My recommendation to use ULA addresses for internal communications within organizations that don’t have their own provider-independent address space resulted in the following comment:
[…] Having ULA for internal company communication and global IPv6 addresses for communication with the Internet will cause lots of issues with application guys since now application has to bind to specific IPv6 address for internal communications and another IPv6 address to go to the Internet.
Numerous aspects of IPv6 may still be broken, but fortunately this is not one of them.
Every major IPv6 protocol stack includes source IPv6 address selection functionality specified in RFC 6724 (or its predecessor, RFC 3484). These rules select source IPv6 address of an outgoing TCP session or UDP packet in instances when the application doesn’t specify it.
Things were simpler in the IPv4 world as most hosts had a single IPv4 address on each interface. Every IPv6 host able to communicate beyond the local subnet has at least two operational IPv6 addresses, one of them being link-local address.
The default source IPv6 address selection rules solve the ULA/global address selection challenge. These rules result in the following behavior:
This is a good-enough oversimplified description. Read the RFC 6724 for details.
- If the destination IPv6 address is ULA, and the source host has an ULA address, the ULA source address is used;
- If the destination IPv6 address is a global address, and the source host has a global IPv6 address, the global source IPv6 address is used;
- If the destination IPv6 address is ULA, and the source host doesn’t have an ULA address, it uses whatever other IPv6 address is available (preferring global IPv6 addresses over alternatives);
- If the destination IPv6 address is a global IPv6 address and the source host has an ULA address but no global IPv6 address, it tries to use the ULA source IPv6 address (and might reach the destination or not).

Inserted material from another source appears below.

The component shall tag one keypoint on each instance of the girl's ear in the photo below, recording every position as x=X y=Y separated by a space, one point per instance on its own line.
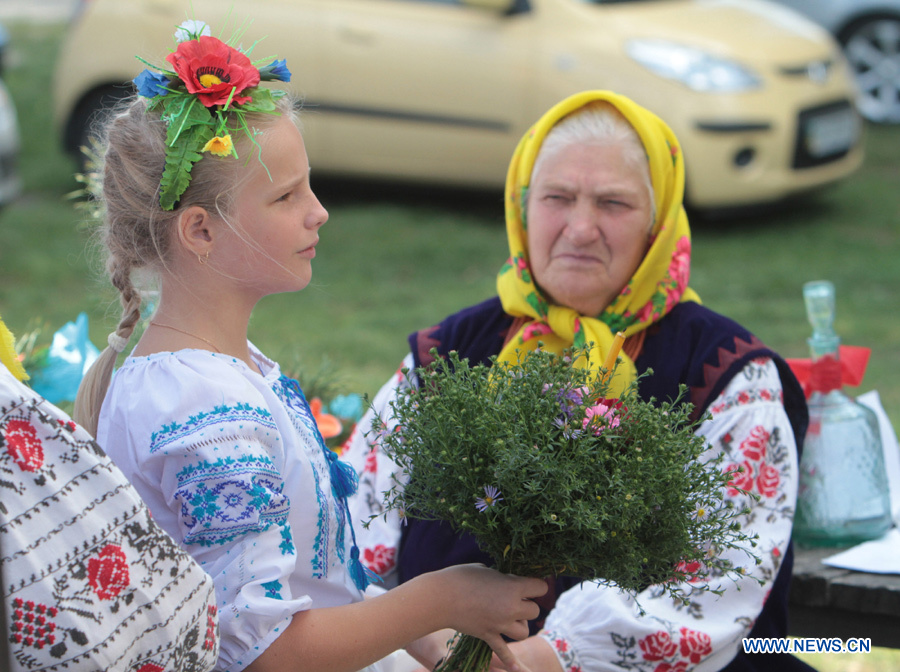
x=195 y=231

Summary: no problem on the client side. No additional administrative burden (read: default address selection policies built into major operating systems work just fine) if you use ULA+global addresses.
Many applications bind themselves to a wildcard socket address – they accept incoming connections addressed to any IPv4/IPv6 address available on the destination host. These applications would accept incoming connections addressed to global or ULA addresses configured on a server. Is that a problem? Usually it isn’t (but of course it all depends).

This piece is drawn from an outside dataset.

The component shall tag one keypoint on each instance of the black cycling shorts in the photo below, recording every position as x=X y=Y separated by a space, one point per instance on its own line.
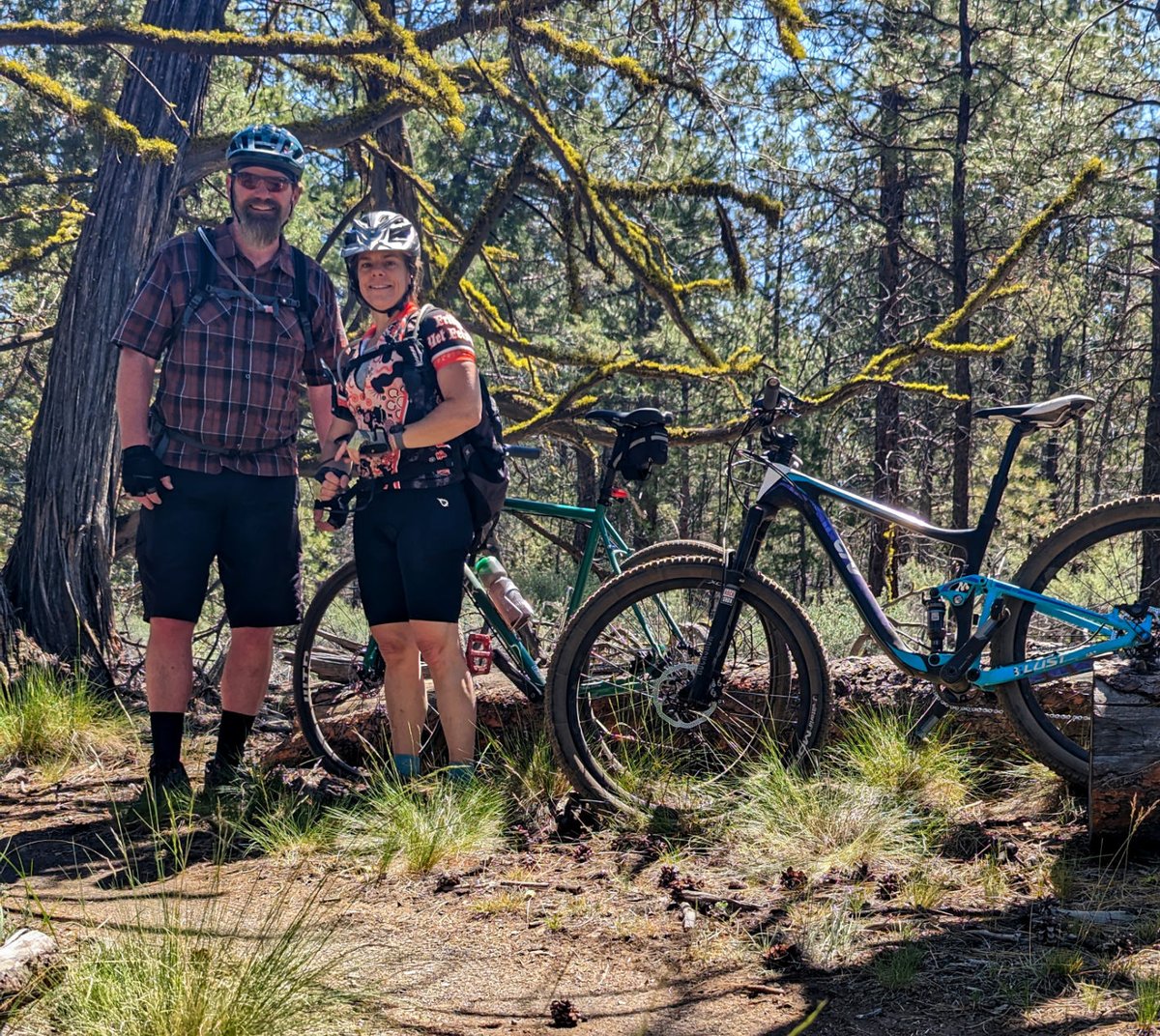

Security aspects: You might want to block incoming connections to global IPv6 address configured on the server. No problem, use a host firewall available in every major operating system, or an ACL on the first-hop layer-3 switch. Security by obscurity (using internal addresses only) or partial reachability has never been a good idea anyway.
Service reachability aspects: Even though a server accepts incoming connections to its ULA and global IPv6 addresses doesn’t mean the clients will use them. If the internal DNS contains ULA addresses of internal servers, most clients won’t use servers’ global IPv6 addresses anyway. If you’re worried about potential intruders, read the preceding paragraph.

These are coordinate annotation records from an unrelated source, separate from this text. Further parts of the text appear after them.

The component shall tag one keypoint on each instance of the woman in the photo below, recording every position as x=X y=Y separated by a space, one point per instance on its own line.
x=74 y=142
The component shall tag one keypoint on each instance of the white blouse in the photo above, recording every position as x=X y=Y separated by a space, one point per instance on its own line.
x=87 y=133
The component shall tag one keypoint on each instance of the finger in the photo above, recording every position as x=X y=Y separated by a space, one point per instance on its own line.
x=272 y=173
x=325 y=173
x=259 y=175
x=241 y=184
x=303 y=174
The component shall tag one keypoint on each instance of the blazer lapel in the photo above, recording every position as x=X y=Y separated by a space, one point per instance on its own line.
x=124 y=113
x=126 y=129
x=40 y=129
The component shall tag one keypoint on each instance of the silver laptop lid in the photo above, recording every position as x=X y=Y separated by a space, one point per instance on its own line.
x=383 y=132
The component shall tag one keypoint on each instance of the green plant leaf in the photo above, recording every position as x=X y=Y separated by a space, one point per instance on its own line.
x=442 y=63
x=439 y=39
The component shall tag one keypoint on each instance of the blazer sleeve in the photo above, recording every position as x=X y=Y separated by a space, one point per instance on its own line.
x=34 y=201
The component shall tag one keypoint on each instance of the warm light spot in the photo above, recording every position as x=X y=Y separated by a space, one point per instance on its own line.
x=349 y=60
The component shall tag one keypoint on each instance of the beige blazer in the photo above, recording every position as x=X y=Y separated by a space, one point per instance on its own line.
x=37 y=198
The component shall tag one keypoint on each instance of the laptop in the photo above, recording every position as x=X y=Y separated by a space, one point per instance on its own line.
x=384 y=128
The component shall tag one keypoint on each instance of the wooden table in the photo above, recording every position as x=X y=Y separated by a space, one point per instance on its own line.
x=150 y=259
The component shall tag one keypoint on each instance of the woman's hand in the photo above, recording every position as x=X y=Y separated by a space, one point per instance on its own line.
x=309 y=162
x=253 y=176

Finally, do we need global IPv6 addresses on internal servers? It depends on whether the servers have to reach the global Internet. You might decide to use only ULA addresses on these servers and connect the public-facing servers to the global Internet through a load balancer (a stateful NAT66 implementation with no religious connotations).
Summary: a combination of global IPv6+ULA addresses on the servers does not introduce new problems (but might expose shoddy practices used in the past).